Michèle Leduc

Responsable du site Web de l’Union rationaliste

16/06/2022

La formation des enseignants à reconstruire
Un enjeu majeur pour l’école publique

Le métier d’enseignant ne fait plus recette[1] : les concours de recrutement ne permettent même plus de remplir les postes statutaires parcimonieusement dispensés par l’État pour le primaire et le secondaire après les concours. Les rectorats en viennent à lancer des dispositifs de « job dating » pour recruter des enseignants contractuels.

Comment est-on arrivé à un tel échec pour l’école publique, atout majeur de mobilité sociale et d’émancipation ? De telles difficultés révèlent celles de l’institution scolaire, déconsidérée et précarisée comme le soulignait Laurence de Cock au colloque de l’Union rationaliste du 10 février 2022.

La crise des vocations vient de loin. Le manque d’attractivité résulte d’abord des salaires qui sont parmi les plus bas d’Europe pour la profession (2000€ – en brut- par mois pour un professeur des écoles débutant) à l’issue d’études pourtant longues (le master est requis, ce qui selon les cursus implique au moins au moins cinq années après le Bac). La revalorisation salariale de la profession est d’une évidente nécessité. 

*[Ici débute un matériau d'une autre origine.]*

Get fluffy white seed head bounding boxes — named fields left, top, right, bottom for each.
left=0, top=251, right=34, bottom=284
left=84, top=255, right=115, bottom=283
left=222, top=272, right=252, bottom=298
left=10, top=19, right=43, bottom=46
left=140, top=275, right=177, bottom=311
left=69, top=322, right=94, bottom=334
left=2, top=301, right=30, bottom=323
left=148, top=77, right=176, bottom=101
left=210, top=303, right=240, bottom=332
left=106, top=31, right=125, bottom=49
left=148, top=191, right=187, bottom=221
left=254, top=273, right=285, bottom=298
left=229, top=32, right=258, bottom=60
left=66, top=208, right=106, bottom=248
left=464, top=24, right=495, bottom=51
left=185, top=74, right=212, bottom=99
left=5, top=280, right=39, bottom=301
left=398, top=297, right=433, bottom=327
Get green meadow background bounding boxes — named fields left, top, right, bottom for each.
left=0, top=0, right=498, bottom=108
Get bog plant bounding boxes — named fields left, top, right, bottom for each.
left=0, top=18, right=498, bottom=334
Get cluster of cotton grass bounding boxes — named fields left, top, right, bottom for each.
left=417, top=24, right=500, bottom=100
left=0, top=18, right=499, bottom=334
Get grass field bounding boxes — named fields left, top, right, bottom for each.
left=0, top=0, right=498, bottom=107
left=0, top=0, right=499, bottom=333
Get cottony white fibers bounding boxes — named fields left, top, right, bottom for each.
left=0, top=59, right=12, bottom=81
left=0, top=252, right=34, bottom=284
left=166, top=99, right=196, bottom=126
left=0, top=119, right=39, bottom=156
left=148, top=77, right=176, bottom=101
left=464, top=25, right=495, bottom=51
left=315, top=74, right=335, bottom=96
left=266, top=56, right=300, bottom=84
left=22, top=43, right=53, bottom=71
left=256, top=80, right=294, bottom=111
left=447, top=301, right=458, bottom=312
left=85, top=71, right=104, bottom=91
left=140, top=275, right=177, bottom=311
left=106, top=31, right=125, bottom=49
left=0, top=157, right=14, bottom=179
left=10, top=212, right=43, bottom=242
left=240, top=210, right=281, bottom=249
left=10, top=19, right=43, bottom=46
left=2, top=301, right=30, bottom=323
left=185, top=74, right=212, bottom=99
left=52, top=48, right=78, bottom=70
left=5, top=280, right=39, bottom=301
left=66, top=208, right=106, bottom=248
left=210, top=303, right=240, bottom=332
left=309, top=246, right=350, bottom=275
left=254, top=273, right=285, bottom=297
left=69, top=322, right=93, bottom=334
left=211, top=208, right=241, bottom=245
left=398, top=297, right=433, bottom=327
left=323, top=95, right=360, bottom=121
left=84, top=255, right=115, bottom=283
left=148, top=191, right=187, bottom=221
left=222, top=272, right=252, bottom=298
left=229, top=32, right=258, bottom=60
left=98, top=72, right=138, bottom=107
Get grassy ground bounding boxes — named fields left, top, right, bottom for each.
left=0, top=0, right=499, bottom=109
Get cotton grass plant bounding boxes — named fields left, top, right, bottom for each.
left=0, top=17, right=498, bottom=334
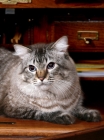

Soulignons aussi une crise durable et profonde installée par le ministère pour le recrutement et la formation des personnels de l’éducation nationale. La formation initiale à l’université a subi des réformes successives déstabilisantes. Un grand flou a régné sur la chronologie de l’obtention du master, qui assure l’acquisition des connaissances scientifiques, et l’apprentissage des didactiques des disciplines enseignées.  Une mesure récente désastreuse vient de repousser le concours de recrutement à cinq ans après le Bac. Et il n’est pas rare qu’un nouvel embauché n’ait jamais mis les pieds dans une classe avant de faire face à ses premiers élèves !

Il est critique de ne pas vider les viviers d’étudiants qui pourraient choisir l’enseignement mais ne peuvent pas financer de trop longues études. A l’inverse il faudrait fidéliser un contingent de fonctionnaires–stagiaires décemment rémunérés dès les années de licence, formés en alternance à la pratique du métier d’enseignant et mis progressivement en responsabilité devant une classe.  On reviendrait ainsi à un système proche de celui des IPES[2] qui avaient permis, il y a plusieurs décennies, d’embaucher des jeunes enseignants issus des milieux moins favorisés.  On maîtriserait mieux aussi la concurrence déloyale avec le secteur privé.

Le plan de formation universitaire doit se penser comme continué après le recrutement. Pour les premières années d’exercice, un meilleur accompagnement, si possible personnalisé, est indispensable pour une adaptation progressive aux difficultés du métier. S’agissant du premier degré, un complément de connaissances devrait être fourni dans les disciplines de sciences exactes, car les nouveaux recrutés ont le plus souvent un cursus universitaire en science humaines et sociales ou en STAPS[3], mais doivent enseigner toutes les matières et en particulier les maths et les sciences.  De plus, tout au long de la carrière pour tous les enseignants déjà en poste, la formation continue à laquelle ils ont droit en principe devrait se poursuivre, et ce sur le temps de travail : or l’offre n’est pas là. Pourtant les contenus disciplinaires évoluent avec les avancées de la recherche, la compréhension des grands défis sociétaux progresse et les comportements de la jeunesse changent. 

Il est grand temps que le métier d’enseignant attire de nouveau des étudiants issus de tous les milieux sociaux, motivés et de haut niveau, bénéficiant d’une formation initiale et continuée de qualité sur tous les plans. Leur utilité collective revêt une importance majeure[4]

L’Union rationaliste appelle fermement les nouveaux responsables de l’Éducation nationale à réorienter rationnellement la formation de ses personnels enseignants, leur assurant une autonomie tant intellectuelle que matérielle. C’est un enjeu majeur de la démocratie à reconstruire.  

Michèle LEDUC, pour le bureau de l’UR

[1] Voir l’analyse thématique de RogueESR du 10 février 2021
[2] Institut de Préparation aux Enseignements de Second Degré (1957-1979). Le concours des IPES se passait en première année universitaire et était ouvert à tous les étudiants.
[3] STAPS : Sciences et Techniques des Activités Physiques et Sportives
[4] On peut voir aussi le communiqué du collectif FPE (Formation Des Enseignants) a discuté au congrès du Snesup de juin 2022.